Il parait qu'on a tous intérieurement le désir d'être vu, lu, écouté, admiré. Un désir de s'exhiber qui ne peut être inhibé que par une pudeur éduquée en sur-épaisseur. Ce désir nous pousse à la réussite, la carrière, l'envie de gloire, le culte des célébrités, le culte de l'argent,... Un désir profond qui nous motive et qui n'a peut-être que pour seul objet de nous faire vaincre la mort en laissant une trace derrière nous.
Paradoxalement, ce que l'on voudrait le plus diffuser de nos créations, c'est ce qu'on tente le plus de cacher, nos pensées et nos désirs les plus intimes et les plus secrets. Et pourtant, il arrive que le désir d'écrire dépasse cette pudeur intime qui nous bloque.
Ainsi, les textes que vous aurez sous les yeux n'ont pas la prétention d'être une quelconque œuvre d'art. Ils n'ont aucune prétention pour tout vous dire. Je ne sais pas si mon désir était de les afficher ou si le but ultime était juste une mise à plat personnelle de sentiments et de pensées afin d'essayer un tant soit peu de les analyser. Je ne sais pas.
Ce que je sais en revanche, c'est que l'envie d'écrire me taraude depuis longtemps. Je ressens depuis longtemps déjà cette pulsion de coucher quelque chose sur le papier, quoi que ce soit. Cela s'est concrétisé à quelques reprises dans des ébauches de romans, des incipits pour la plupart et une 15aine de page pour le plus avancé. Ce qu'il me manquait, je m'en suis vite rendu compte, c'était un contenu valable. Sans ce contenu, il m'était impossible de produire quelque chose de valable.
Mais après tout, mon but en écrivant n'a jamais été de diffuser cette œuvre, ou d'en gagner un quelconque Goncourt. Dès lors, pourquoi ne pas écrire ce que tout le monde cherche à cacher, ces sentiments, ces moments de déprime et de bonheur. Coucher à plat tout ça.
Je ne vous promets pas du Baudelaire ou du Proust. Je vous promets du Moi, de l'authentique.

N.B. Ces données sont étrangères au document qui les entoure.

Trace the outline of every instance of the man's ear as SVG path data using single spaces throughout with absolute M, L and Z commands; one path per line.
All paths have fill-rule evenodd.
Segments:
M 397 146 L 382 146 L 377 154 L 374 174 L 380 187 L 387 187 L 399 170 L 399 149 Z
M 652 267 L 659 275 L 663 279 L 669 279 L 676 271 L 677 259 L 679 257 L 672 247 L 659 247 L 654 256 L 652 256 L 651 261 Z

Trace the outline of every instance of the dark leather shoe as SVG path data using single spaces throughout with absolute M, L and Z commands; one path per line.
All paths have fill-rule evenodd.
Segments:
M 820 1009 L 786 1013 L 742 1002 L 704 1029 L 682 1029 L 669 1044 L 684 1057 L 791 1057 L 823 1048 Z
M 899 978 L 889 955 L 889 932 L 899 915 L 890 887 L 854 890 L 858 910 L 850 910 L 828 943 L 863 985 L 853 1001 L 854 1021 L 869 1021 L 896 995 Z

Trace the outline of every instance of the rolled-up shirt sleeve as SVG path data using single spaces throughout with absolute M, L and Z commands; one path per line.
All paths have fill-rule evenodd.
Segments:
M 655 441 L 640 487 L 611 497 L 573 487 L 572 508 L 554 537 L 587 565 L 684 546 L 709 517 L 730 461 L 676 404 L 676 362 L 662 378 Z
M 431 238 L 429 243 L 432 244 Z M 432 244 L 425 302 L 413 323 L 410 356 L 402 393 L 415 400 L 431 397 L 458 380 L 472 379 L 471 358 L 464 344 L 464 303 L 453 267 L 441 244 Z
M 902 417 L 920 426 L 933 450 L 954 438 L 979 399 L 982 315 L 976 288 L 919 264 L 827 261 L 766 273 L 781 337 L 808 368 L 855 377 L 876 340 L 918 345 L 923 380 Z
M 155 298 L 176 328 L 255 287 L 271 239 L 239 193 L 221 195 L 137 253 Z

Vous me direz peut-être que mon laïus n'est pas très original, que le net est rempli de textes bavant leur sentiments et leur déprime, de blog insipide égocentrique, de ce désir presque malsain de regard. C'est possible que j'entre dans ce groupe et après tout, je m'en balance. Ce que je sais, c'est que je ressens ce besoin d'écrire. Vous trouverez sans doute tout cela à chier. Vous trouverez que ça manque de goût ou que par moment, c'est trop cru. À vrai dire, vous pouvez penser ce que vous voulez. Je ne demande pas de commentaires, il s'agit juste pour moi d'un exercice et d'un exutoire.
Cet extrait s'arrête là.